Miss Rheingold garnered over 20,000,000+ votes my year and several other years, and indeed she created big profits for Rheingold– people liked beauty with their beer! Men and women alike would vote for Miss Rheingold and even their kids would sneak up and stuff the ballot box for their favorite of the six finalists.
After the first decade or so of the election the winners prize money each year kept going up until ultimately she got a contract for her entire year’s ‘reign’ worth over $50,000, plus I got a wardrobe designed by Jackie’s very own couturier Oleg Cassini. Along with my $50K I got a Manhattan apartment and chauffeur driven limo’s to take me every where I went. I got to be the ‘first lady’ of beer for 1964 and their were all those beautiful women who came before me.

Miss Rheingold 1964 was the reigning queen of hearts on the Easterm Seaboard. Who even remembered it had something to do with beer?
Can we learn anything from this trip down memory lane? Are our elections and selections about who people really are or how they are packaged and ‘spun?’
Jackie and Jack Kennedy were certainly given quite a ‘spin’ in the media back in their day. Her radiant smile, ‘image and style’ exposed a brilliant actress who was masking powerful opinions of the people she entertained and was so often entertained by and we get to hear them all these years later. A perfect image frozen in time until a tape recorder shows us someone other than who we thought she was. Will time reveal others this way to us?

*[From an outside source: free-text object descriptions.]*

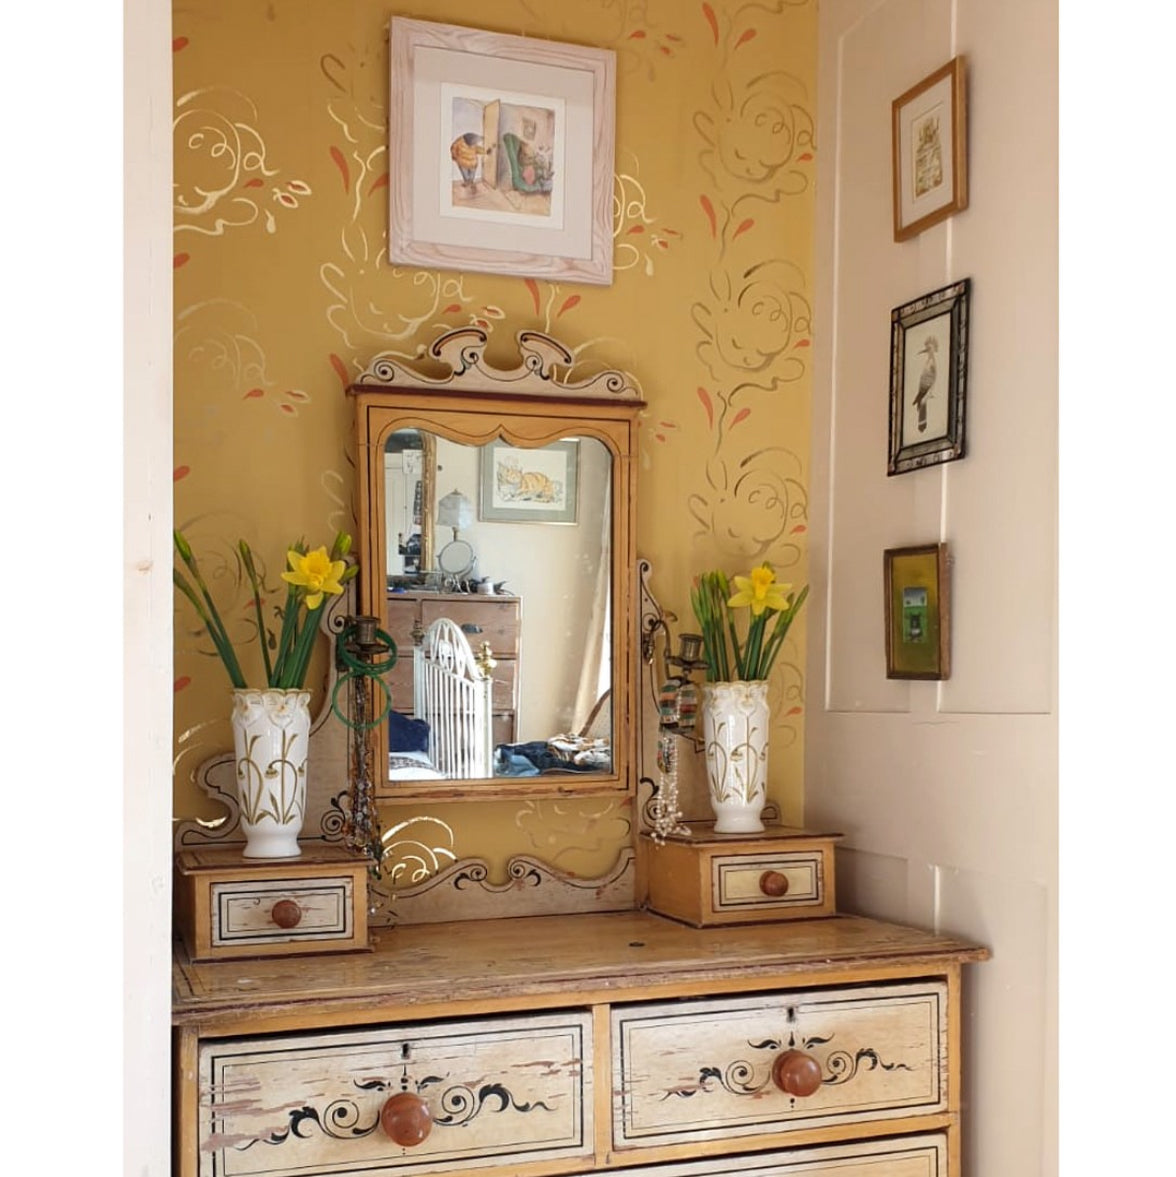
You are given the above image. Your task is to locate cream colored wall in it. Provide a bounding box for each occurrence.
[809,3,1057,1176]
[125,0,174,1172]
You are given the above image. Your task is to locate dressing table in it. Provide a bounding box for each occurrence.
[172,329,986,1177]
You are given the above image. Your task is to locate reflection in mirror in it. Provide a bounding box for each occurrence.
[382,431,613,784]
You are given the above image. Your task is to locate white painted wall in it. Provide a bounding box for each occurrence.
[125,0,174,1172]
[809,3,1057,1175]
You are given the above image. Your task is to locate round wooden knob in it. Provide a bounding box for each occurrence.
[759,870,790,897]
[380,1093,432,1147]
[270,899,302,928]
[772,1049,822,1097]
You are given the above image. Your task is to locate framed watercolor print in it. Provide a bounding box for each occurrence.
[388,17,616,285]
[888,278,971,476]
[892,56,968,242]
[884,543,951,680]
[479,439,579,524]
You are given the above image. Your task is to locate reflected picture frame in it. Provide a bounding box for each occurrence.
[888,278,970,476]
[388,17,616,285]
[884,543,951,680]
[479,439,579,524]
[892,56,968,242]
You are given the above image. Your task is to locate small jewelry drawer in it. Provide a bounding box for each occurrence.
[196,1010,593,1177]
[174,845,371,961]
[642,824,840,927]
[611,980,947,1149]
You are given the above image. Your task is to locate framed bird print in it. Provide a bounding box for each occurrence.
[887,278,971,476]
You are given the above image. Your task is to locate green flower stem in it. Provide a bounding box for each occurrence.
[172,568,248,688]
[278,602,325,689]
[237,541,274,687]
[270,585,301,686]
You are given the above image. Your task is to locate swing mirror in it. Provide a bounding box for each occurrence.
[349,329,642,802]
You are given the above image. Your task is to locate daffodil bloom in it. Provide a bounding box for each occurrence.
[282,546,346,610]
[692,563,809,682]
[728,565,792,617]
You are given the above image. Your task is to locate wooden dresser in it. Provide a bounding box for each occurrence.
[173,908,986,1177]
[384,590,521,746]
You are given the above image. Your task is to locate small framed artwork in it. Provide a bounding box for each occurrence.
[888,278,971,476]
[479,440,579,524]
[884,543,951,680]
[892,56,968,242]
[388,17,616,285]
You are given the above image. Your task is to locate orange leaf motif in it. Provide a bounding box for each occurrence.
[697,386,714,429]
[173,253,189,269]
[524,278,540,315]
[731,407,750,427]
[243,178,263,189]
[627,224,645,234]
[702,3,719,44]
[329,146,350,193]
[557,295,581,317]
[735,28,757,48]
[733,218,754,239]
[174,677,191,692]
[628,29,647,39]
[329,354,349,386]
[172,37,188,52]
[244,388,264,400]
[368,172,389,195]
[443,303,462,314]
[173,466,190,481]
[700,194,717,238]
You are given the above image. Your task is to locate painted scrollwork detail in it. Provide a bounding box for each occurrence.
[664,1031,911,1101]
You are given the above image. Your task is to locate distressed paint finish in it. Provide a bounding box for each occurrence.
[197,1012,593,1176]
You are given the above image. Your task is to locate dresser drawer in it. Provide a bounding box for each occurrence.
[575,1134,948,1177]
[612,981,946,1148]
[643,826,839,926]
[210,876,355,944]
[197,1010,592,1176]
[175,847,370,961]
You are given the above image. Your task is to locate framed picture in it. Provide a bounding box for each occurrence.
[388,17,616,285]
[884,543,951,680]
[888,278,970,476]
[892,56,968,242]
[479,440,579,524]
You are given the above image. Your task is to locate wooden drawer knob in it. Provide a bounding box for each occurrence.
[759,870,790,897]
[270,899,303,929]
[380,1093,432,1147]
[772,1049,822,1097]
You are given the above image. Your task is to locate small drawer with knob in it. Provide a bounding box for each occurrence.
[641,824,840,927]
[611,979,947,1150]
[174,845,371,961]
[195,1010,593,1177]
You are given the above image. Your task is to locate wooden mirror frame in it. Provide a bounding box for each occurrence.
[349,327,644,803]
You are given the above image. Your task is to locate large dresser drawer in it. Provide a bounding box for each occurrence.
[612,981,946,1148]
[578,1134,948,1177]
[197,1010,592,1176]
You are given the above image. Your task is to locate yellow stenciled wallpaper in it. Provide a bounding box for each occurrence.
[172,0,815,879]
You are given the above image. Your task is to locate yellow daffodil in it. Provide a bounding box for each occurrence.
[281,546,346,610]
[728,564,792,617]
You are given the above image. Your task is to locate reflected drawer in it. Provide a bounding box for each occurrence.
[175,847,370,961]
[612,980,947,1149]
[197,1010,592,1177]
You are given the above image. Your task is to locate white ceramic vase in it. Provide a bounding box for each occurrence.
[231,688,311,858]
[700,680,770,834]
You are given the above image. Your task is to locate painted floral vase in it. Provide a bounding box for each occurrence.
[700,680,770,834]
[230,688,311,858]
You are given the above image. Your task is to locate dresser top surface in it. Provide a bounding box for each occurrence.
[173,909,987,1026]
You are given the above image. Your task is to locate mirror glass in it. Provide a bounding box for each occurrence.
[381,430,613,785]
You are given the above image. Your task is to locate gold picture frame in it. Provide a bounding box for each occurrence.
[388,17,616,285]
[892,56,968,242]
[884,543,951,680]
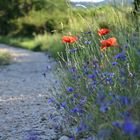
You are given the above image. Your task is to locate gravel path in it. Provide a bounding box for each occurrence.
[0,44,65,140]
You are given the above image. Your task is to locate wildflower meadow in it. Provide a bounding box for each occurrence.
[0,0,140,140]
[57,30,140,139]
[51,4,140,140]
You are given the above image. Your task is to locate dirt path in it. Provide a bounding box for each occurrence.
[0,44,65,140]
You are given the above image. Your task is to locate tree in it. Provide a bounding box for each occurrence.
[133,0,140,15]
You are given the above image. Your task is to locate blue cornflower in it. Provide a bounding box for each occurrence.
[88,74,95,79]
[70,107,79,113]
[102,72,108,77]
[112,121,122,129]
[112,61,118,66]
[91,80,97,87]
[66,87,74,92]
[96,93,106,105]
[48,97,55,104]
[69,48,77,53]
[61,101,67,108]
[119,96,130,106]
[69,67,77,73]
[123,119,136,135]
[125,45,128,48]
[75,122,88,133]
[106,77,114,85]
[99,104,110,113]
[69,136,75,140]
[108,72,115,77]
[84,41,92,45]
[86,137,95,140]
[26,131,38,140]
[80,96,87,105]
[94,69,99,75]
[83,65,89,75]
[114,51,126,61]
[84,31,92,34]
[119,68,125,76]
[134,126,140,136]
[73,93,80,98]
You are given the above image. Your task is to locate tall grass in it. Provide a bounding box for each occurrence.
[0,6,138,60]
[47,5,140,140]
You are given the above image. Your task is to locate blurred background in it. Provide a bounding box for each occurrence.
[0,0,139,58]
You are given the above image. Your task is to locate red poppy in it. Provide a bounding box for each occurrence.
[101,37,117,47]
[62,36,78,43]
[98,28,110,36]
[100,45,107,51]
[100,37,118,51]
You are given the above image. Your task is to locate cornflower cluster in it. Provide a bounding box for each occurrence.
[49,29,140,139]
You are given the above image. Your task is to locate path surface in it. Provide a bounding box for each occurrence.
[0,44,64,140]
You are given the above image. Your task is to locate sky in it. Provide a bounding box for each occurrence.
[70,0,104,2]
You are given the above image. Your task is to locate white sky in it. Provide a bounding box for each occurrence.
[70,0,104,2]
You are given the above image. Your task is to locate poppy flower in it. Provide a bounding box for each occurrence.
[98,28,110,36]
[62,36,78,43]
[101,37,117,47]
[100,37,118,51]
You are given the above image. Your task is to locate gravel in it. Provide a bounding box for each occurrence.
[0,44,66,140]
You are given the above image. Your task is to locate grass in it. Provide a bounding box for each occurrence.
[0,34,65,59]
[0,3,140,139]
[47,5,140,140]
[0,51,12,65]
[0,6,138,60]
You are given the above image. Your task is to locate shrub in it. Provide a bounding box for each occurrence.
[0,51,12,65]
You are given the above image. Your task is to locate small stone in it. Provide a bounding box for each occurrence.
[40,117,47,122]
[59,136,69,140]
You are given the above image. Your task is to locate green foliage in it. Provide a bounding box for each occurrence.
[54,4,140,139]
[0,51,12,65]
[0,0,68,36]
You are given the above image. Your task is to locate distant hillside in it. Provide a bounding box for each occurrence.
[70,0,133,8]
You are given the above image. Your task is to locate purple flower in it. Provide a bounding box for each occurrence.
[96,93,106,105]
[66,87,74,92]
[84,31,92,34]
[84,41,92,45]
[83,65,89,75]
[69,67,77,73]
[70,107,79,113]
[69,48,77,53]
[88,74,95,79]
[114,51,126,61]
[112,61,118,66]
[48,97,55,104]
[99,104,110,113]
[61,101,67,108]
[109,72,115,77]
[80,96,87,105]
[123,119,136,134]
[112,121,122,129]
[106,77,114,85]
[119,68,125,76]
[86,137,95,140]
[75,122,88,133]
[119,96,130,106]
[26,131,38,140]
[73,93,80,98]
[69,136,75,140]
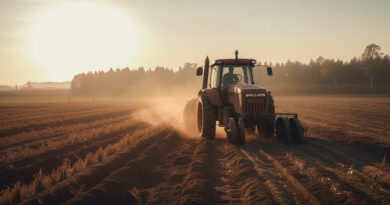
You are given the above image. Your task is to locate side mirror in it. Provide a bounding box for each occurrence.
[196,67,203,76]
[266,66,273,76]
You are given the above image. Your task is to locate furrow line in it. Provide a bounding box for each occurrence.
[240,149,297,205]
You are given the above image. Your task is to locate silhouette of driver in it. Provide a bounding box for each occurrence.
[222,67,238,86]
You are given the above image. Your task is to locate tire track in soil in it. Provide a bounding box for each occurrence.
[0,123,146,187]
[65,130,185,205]
[215,142,275,204]
[255,139,387,204]
[143,138,224,205]
[240,147,318,205]
[287,142,390,203]
[270,150,381,204]
[23,127,173,205]
[306,138,390,170]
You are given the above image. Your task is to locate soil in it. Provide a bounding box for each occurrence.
[0,96,389,204]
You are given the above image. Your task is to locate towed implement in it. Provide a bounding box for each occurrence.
[184,51,303,145]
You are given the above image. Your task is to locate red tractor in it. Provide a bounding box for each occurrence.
[184,51,303,145]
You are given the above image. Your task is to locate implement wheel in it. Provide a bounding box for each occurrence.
[289,117,303,143]
[276,117,291,144]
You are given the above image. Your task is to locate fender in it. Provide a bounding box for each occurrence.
[199,88,222,106]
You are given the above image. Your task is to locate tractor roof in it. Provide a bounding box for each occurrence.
[211,58,256,67]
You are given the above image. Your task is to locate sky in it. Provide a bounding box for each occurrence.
[0,0,389,85]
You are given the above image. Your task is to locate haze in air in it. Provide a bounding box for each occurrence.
[0,1,390,204]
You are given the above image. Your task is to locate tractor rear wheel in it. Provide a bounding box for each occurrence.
[258,95,276,138]
[197,93,217,139]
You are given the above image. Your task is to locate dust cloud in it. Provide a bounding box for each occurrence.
[130,94,228,139]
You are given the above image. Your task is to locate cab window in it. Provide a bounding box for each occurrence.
[209,66,219,88]
[221,66,252,88]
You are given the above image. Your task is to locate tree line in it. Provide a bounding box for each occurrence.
[71,44,390,96]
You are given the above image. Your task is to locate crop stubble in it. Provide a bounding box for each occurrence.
[0,97,389,204]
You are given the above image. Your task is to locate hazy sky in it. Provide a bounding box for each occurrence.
[1,0,389,84]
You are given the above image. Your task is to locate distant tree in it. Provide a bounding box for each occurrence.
[70,45,390,97]
[361,43,383,88]
[315,56,326,64]
[362,44,382,60]
[321,60,338,87]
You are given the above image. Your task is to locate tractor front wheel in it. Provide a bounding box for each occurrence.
[227,117,245,146]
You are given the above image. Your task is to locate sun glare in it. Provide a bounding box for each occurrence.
[28,2,138,80]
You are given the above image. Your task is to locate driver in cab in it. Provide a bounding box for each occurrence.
[222,67,239,86]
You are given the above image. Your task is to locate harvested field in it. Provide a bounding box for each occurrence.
[0,97,389,204]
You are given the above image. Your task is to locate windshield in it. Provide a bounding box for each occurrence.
[221,65,253,88]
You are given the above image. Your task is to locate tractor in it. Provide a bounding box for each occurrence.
[183,51,303,145]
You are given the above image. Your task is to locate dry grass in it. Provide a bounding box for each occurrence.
[0,126,160,204]
[0,102,142,204]
[0,97,389,204]
[0,117,137,164]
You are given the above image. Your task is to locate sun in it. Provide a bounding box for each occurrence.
[28,2,138,80]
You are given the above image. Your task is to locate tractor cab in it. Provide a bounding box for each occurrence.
[210,59,256,90]
[196,51,273,90]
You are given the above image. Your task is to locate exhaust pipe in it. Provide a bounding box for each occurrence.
[202,56,209,89]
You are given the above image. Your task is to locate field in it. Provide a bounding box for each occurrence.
[0,97,389,204]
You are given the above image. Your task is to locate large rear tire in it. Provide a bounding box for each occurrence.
[257,95,276,138]
[197,93,217,139]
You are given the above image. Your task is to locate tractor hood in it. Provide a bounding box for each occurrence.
[226,83,268,116]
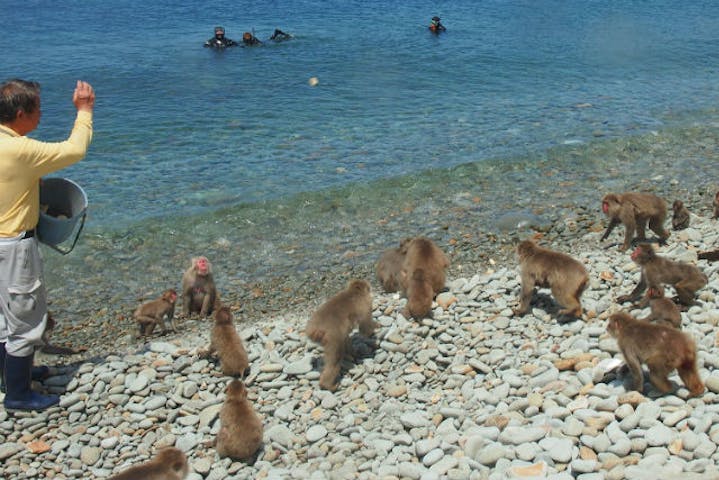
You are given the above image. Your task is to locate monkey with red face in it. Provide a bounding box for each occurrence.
[181,256,219,317]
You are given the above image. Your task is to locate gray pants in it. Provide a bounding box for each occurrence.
[0,235,48,357]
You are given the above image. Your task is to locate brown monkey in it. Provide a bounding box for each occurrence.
[600,192,670,251]
[398,237,449,318]
[617,243,707,306]
[216,380,263,461]
[607,312,704,396]
[133,289,178,337]
[204,306,249,377]
[671,200,690,231]
[713,190,719,219]
[306,279,376,391]
[639,287,682,329]
[513,239,588,320]
[108,447,189,480]
[181,256,218,317]
[403,269,435,319]
[375,238,411,293]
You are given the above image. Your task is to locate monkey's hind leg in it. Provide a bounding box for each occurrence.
[318,342,343,391]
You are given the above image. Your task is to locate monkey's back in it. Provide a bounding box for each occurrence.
[217,401,263,460]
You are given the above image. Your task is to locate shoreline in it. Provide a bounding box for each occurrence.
[2,188,719,478]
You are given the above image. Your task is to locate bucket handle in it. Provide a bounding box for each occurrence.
[43,211,87,255]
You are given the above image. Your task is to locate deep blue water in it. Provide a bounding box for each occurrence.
[3,0,719,228]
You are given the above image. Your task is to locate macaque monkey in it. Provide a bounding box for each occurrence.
[671,200,690,231]
[617,243,707,306]
[133,289,178,337]
[306,279,376,391]
[108,447,189,480]
[375,238,411,293]
[513,239,588,320]
[713,190,719,219]
[181,256,218,317]
[204,306,249,376]
[399,237,449,319]
[216,380,263,461]
[607,312,704,396]
[601,192,670,251]
[640,287,682,329]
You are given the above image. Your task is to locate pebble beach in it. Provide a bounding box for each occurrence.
[2,189,719,479]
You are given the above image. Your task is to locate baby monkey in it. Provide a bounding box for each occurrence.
[133,289,178,337]
[108,447,188,480]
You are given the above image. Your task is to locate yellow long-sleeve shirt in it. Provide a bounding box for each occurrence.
[0,111,93,237]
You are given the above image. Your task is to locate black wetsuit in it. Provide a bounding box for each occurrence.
[204,35,238,48]
[269,29,292,41]
[242,35,262,46]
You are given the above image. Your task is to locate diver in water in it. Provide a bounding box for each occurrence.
[429,16,446,34]
[204,26,238,48]
[242,31,262,46]
[269,28,292,42]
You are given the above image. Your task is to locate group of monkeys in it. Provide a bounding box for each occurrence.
[106,189,719,478]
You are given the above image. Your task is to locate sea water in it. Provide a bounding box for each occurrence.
[2,0,719,313]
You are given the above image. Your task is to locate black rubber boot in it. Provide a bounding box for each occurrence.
[3,352,59,411]
[0,342,49,393]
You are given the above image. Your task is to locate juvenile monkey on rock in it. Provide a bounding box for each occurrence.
[204,306,249,377]
[216,380,263,461]
[600,192,670,251]
[671,200,690,231]
[133,289,178,337]
[375,238,410,293]
[607,312,704,397]
[399,237,449,319]
[639,286,682,329]
[513,239,588,321]
[108,447,189,480]
[617,243,707,306]
[306,279,376,391]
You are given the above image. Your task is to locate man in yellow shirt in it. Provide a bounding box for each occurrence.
[0,79,94,411]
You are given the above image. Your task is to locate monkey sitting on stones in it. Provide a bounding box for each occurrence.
[375,238,411,293]
[671,200,690,231]
[203,306,249,377]
[181,256,219,317]
[133,289,178,337]
[108,447,188,480]
[600,192,670,251]
[617,243,707,306]
[513,239,588,322]
[305,279,376,391]
[639,286,682,329]
[216,380,263,461]
[607,312,704,397]
[399,237,449,319]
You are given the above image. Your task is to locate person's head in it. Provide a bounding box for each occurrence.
[214,26,225,39]
[431,16,441,25]
[0,79,41,133]
[243,32,253,42]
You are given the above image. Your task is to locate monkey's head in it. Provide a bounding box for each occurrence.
[193,256,211,276]
[398,237,413,253]
[348,279,370,294]
[162,289,178,303]
[601,193,619,215]
[516,239,536,259]
[156,448,188,477]
[607,312,630,338]
[630,243,654,264]
[672,200,683,211]
[226,379,247,399]
[213,306,233,325]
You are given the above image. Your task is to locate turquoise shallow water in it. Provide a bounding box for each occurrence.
[2,1,719,323]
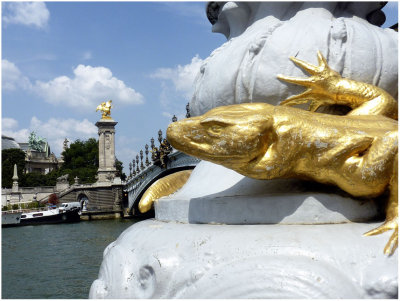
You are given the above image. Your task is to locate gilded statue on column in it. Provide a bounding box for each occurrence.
[96,100,113,119]
[167,52,398,255]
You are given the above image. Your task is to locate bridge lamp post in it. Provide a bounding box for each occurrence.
[132,159,136,176]
[145,144,150,166]
[158,129,163,144]
[140,150,145,170]
[129,162,132,177]
[186,102,191,118]
[150,137,155,149]
[136,155,140,173]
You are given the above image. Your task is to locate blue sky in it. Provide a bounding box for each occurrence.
[2,1,398,175]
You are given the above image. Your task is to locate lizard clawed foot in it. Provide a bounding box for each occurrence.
[278,51,342,112]
[364,218,398,255]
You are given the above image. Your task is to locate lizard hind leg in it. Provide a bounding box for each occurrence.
[277,51,340,111]
[279,87,335,112]
[364,155,398,255]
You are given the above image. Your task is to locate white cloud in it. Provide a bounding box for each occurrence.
[33,64,144,109]
[162,112,173,119]
[3,59,144,111]
[30,116,97,140]
[151,55,203,119]
[151,55,204,100]
[160,3,210,27]
[2,116,98,156]
[2,59,32,91]
[1,117,30,143]
[2,117,19,130]
[3,2,50,29]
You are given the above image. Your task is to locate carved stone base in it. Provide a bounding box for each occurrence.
[90,162,397,299]
[155,161,380,225]
[89,219,397,298]
[97,170,117,183]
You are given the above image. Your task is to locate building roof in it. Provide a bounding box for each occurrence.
[2,135,21,150]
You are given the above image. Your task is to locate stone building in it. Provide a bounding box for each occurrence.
[2,134,62,174]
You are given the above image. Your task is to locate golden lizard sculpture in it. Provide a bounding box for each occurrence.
[167,52,398,255]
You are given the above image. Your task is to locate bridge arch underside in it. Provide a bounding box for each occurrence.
[77,193,89,210]
[128,166,195,216]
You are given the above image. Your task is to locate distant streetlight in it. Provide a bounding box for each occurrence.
[186,102,191,118]
[158,129,163,143]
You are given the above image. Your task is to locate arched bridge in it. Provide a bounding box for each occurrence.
[124,150,200,216]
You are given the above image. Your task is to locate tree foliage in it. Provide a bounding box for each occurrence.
[60,138,126,184]
[60,138,99,184]
[116,159,126,181]
[23,172,48,187]
[2,149,26,188]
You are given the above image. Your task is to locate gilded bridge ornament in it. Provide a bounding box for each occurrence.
[167,52,398,255]
[96,100,113,119]
[138,170,192,213]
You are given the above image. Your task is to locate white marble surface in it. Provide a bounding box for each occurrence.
[90,219,397,299]
[191,3,397,116]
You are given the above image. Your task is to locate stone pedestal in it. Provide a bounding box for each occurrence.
[89,163,397,299]
[90,220,397,299]
[96,118,118,183]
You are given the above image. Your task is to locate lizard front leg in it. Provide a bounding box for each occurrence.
[277,51,397,119]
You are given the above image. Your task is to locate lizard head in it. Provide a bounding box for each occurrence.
[167,103,274,169]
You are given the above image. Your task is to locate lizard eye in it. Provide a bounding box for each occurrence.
[200,118,231,137]
[208,124,223,136]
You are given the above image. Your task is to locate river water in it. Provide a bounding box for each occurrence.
[2,219,138,299]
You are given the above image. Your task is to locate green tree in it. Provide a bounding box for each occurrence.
[60,138,99,184]
[60,138,126,183]
[22,172,48,187]
[116,159,127,181]
[44,169,61,186]
[1,148,26,188]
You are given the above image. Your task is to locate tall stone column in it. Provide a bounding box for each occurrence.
[11,164,19,193]
[95,118,118,183]
[10,164,21,203]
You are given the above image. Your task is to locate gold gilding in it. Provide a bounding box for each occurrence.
[138,170,192,213]
[96,100,113,119]
[167,52,398,255]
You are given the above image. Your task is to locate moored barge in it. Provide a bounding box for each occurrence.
[2,205,80,227]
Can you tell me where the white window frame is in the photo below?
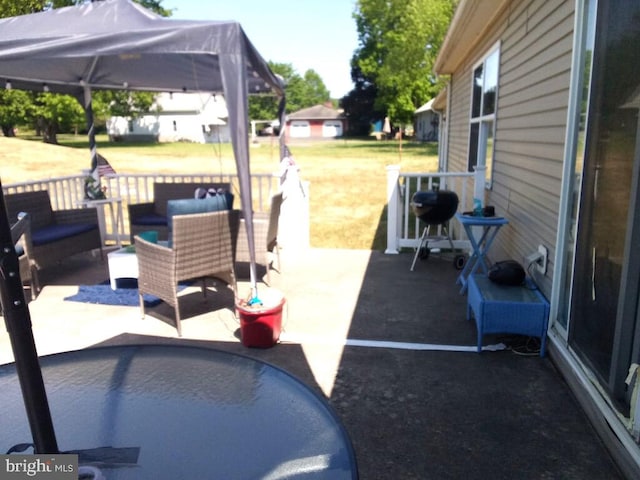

I’m hoping that by meeting Miss Rheingold we can see where it all began and recognize the contemporary significance of her election to right now. Then, the next time we are called to vote for anyone or anything again, we can truly weigh the value of real substance over ‘image and style and truly think for ourselves. Do you think we can do that or have we become just a bundle of belief systems that the news and Madison Avenue have sold us? Can we still think for ourselves even with them ‘selling’ us someone or something 24/7?